Ecotricity intends to de-list Good Energy from AIM and ACSE, a move which it said would result in savings of time and cost. It would also undertake a strategic review of organisational structure, key functions, processes and systems of both companies, which it intends to operate as separate brands within the market.
It would retain the current headquarters and headquarter functions, operations and place of business of both suppliers.
The consideration payable under the offer is to be funded out of Ecotricity’s existing cash resources, including an unsecured interest free loan made by founder Dale Vince to the company on 7 June 2021.
In response to today’s announcement, Good Energy reiterated its “unequivocal rejection” of the offer – with the price per share the same as the third indicative offer made – and its belief that it significantly undervalues the group and its future prospects.

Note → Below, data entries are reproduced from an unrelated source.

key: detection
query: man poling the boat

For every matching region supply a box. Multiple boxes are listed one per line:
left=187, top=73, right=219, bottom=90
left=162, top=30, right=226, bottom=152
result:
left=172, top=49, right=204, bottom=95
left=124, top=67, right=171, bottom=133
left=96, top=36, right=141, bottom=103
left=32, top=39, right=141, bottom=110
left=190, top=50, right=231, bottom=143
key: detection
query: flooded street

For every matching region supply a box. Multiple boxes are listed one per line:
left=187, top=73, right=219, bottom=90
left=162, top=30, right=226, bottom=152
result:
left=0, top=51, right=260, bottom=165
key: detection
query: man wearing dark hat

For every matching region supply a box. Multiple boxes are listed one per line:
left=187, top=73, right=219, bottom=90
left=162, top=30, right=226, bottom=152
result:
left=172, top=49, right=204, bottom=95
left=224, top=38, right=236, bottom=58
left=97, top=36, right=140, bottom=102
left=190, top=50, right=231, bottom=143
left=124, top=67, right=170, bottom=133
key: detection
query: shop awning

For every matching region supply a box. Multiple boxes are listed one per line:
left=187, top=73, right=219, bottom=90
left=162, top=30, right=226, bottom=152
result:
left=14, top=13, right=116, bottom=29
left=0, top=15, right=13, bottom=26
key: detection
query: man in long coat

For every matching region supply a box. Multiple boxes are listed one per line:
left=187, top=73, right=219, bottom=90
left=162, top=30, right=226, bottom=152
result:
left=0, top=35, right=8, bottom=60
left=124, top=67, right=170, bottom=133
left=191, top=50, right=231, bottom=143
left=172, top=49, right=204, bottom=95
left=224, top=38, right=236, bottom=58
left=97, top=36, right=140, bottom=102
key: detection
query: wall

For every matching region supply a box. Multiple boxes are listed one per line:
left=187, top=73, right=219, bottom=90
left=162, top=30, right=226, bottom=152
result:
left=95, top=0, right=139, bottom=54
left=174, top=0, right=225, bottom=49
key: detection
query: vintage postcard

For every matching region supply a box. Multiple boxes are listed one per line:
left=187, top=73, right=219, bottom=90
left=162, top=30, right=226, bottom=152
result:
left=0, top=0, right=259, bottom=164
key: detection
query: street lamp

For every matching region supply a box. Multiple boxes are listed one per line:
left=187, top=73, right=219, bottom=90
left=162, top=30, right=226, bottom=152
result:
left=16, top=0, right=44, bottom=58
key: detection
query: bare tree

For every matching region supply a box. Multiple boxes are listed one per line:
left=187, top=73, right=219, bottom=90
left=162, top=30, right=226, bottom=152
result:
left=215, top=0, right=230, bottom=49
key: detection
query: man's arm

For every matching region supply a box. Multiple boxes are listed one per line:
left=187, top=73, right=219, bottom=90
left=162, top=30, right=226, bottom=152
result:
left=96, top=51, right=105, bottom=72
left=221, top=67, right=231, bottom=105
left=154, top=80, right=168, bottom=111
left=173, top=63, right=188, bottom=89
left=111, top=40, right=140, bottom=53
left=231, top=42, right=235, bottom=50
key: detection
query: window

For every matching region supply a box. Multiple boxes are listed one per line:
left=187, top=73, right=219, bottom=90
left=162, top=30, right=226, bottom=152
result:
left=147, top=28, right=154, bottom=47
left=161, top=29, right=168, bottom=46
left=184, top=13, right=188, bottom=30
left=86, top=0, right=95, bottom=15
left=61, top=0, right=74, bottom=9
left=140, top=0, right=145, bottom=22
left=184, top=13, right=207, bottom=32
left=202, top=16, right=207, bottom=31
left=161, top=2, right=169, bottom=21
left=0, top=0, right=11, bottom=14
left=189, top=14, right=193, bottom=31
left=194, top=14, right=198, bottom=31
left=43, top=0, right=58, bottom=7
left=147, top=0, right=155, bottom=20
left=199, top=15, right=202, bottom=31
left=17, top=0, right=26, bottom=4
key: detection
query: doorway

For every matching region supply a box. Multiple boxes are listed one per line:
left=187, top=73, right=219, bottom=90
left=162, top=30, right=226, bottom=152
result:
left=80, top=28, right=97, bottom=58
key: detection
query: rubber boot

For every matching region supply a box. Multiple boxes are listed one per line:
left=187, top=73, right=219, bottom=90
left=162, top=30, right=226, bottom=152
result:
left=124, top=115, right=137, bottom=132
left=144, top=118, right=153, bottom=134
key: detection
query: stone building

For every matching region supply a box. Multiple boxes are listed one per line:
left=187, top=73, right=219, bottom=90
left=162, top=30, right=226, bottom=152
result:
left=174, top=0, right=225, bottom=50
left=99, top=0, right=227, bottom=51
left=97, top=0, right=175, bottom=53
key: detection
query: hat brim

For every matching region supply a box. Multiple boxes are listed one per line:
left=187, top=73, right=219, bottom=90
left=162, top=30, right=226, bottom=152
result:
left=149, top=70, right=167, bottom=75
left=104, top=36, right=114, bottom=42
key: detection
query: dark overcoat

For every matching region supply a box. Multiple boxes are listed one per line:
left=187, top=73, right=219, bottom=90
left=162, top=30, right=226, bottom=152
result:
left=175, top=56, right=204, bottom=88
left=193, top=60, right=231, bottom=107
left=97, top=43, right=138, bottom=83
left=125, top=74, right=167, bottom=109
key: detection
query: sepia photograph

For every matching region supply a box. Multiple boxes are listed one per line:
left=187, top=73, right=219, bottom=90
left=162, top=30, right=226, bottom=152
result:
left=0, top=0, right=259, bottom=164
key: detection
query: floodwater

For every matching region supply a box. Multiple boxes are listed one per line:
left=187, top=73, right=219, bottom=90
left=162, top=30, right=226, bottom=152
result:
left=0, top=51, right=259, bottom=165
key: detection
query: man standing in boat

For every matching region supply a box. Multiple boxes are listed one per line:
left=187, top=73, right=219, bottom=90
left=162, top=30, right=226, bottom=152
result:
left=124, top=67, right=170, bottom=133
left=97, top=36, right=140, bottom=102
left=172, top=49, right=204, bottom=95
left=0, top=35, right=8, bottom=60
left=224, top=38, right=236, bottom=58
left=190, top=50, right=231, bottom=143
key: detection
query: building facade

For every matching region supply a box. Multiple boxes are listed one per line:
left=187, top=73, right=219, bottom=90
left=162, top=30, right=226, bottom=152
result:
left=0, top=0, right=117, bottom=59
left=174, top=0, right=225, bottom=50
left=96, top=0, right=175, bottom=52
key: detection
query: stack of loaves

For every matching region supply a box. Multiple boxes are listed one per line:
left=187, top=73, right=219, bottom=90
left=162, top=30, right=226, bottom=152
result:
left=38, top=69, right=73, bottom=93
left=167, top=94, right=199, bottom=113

Will Whitehorn, chair of Good Energy, said: “We firmly reject this highly opportunistic and hostile offer by a direct competitor to the company. The Board believes the offer is not in the best interests of our shareholders as a whole, nor is it in the best interests of our employees and customers. We have a clear growth strategy, a strong leadership team and a proven track record of delivering on our objectives.
“We are disappointed to see Ecotricity pressing ahead with its offer regardless of the Board’s unequivocal and unanimous rejection.”
Good Energy’s board is now strongly advising that its shareholders should take no action at this time, with the board to write to shareholders with its formal response to the offer in due course.
It follows a previous clash between the two in 2017, when Vince launched a bid to appoint himself to the board of Good Energy as a non-executive director, with Good Energy stating this presented a “significant conflict of interest”.
Vince later cited concerns over corporate governance before dropping the proposals.